À quelque chose malheur est bon : cette crise de civilisation avancée frappe au tout début de la saison des plantations. Si vous êtes prudent, vous pouvez commencer immédiatement à prévoir de sérieux efforts de jardinage, si vous vivez dans une partie du pays où cela est possible. J’opterais pour les pommes de terre, les choux, les courges d’hiver et les haricots, car ce sont tous des protecteurs en hiver. Les poussins se vendent maintenant dans les magasins agricoles locaux pour quelques dollars chacun et vous leur serez très reconnaissants pour leurs œufs. Achetez un coq – même s’il peut être pénible – et vous n’aurez plus besoin d’acheter de poussins.
Si vous vivez dans une région du pays où le terrain est accidenté et bien arrosé – comme c’est mon cas – commencez à chercher des sites hydroélectriques locaux qui pourraient éventuellement produire de l’électricité ou faire fonctionner des machines directement à partir de l’énergie hydraulique. Nous aurons probablement besoin de plus de ces machines. Par ici, beaucoup de ces sites sont repérables aux ruines d’usines et de centrales hydroélectriques désaffectées il y a à peine plus d’un siècle. Elles ont été construites à l’origine avec beaucoup moins de puissance que les machines que nous utilisons aujourd’hui, et beaucoup plus d’activité humaine travaillant en groupe. Nous avons oublié à quel point les hommes peuvent être efficaces en travaillant ensemble avec des outils assez simples. Nous étions trop occupés à dévaloriser les hommes ces dernières décennies au nom d’une croisade morale pour effacer les différences « entre les sexes ». Ce deviendra du passé si vite que la tête vous en tournera.

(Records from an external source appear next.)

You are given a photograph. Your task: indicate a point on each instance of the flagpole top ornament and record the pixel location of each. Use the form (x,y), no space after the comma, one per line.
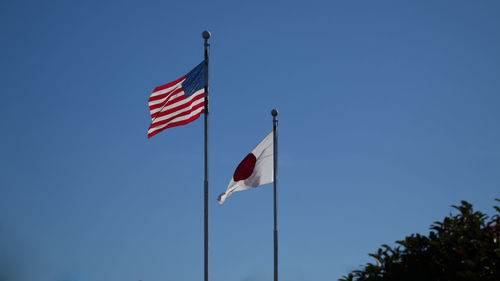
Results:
(206,34)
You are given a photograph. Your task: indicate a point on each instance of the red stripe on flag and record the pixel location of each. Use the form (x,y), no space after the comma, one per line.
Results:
(184,113)
(173,124)
(177,108)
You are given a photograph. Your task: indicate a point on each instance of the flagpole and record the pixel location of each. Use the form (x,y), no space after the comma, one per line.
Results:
(206,35)
(274,113)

Les grandes villes ne se porteront pas bien si les chaînes d’approvisionnement restent en panne pendant un mois ou plus. Cela devrait aller de soi. Si vous avez des amis ou des parents dans des endroits où l’on peut cultiver de la nourriture, ou dans les petites villes favorablement situées près des terres productives et de l’eau courante, c’est peut-être le bon moment pour commencer à négocier de nouveaux arrangements et à vous y déplacer, si vous le pouvez. Personne ne sait encore à quel point les effets du virus corona vont bouleverser la vie quotidienne dans les semaines à venir. Le potentiel de désordre n’est pas faible, si l’on considère la situation actuelle, du moins en termes de relations commerciales rompues et de flux de biens vitaux. Il semble que nous soyons entrés dans la phase d’enracinement de la crise. Préparez-vous à l’action lorsque vous ne courberez plus l’échine, et que la faim commencera à tirailler.
James Howard Kunstler
Pour lui, les choses sont claires, le monde actuel se termine et un nouveau arrive. Il ne dépend que de nous de le construire ou de le subir mais il faut d’abord faire notre deuil de ces pensées magiques qui font monter les statistiques jusqu’au ciel.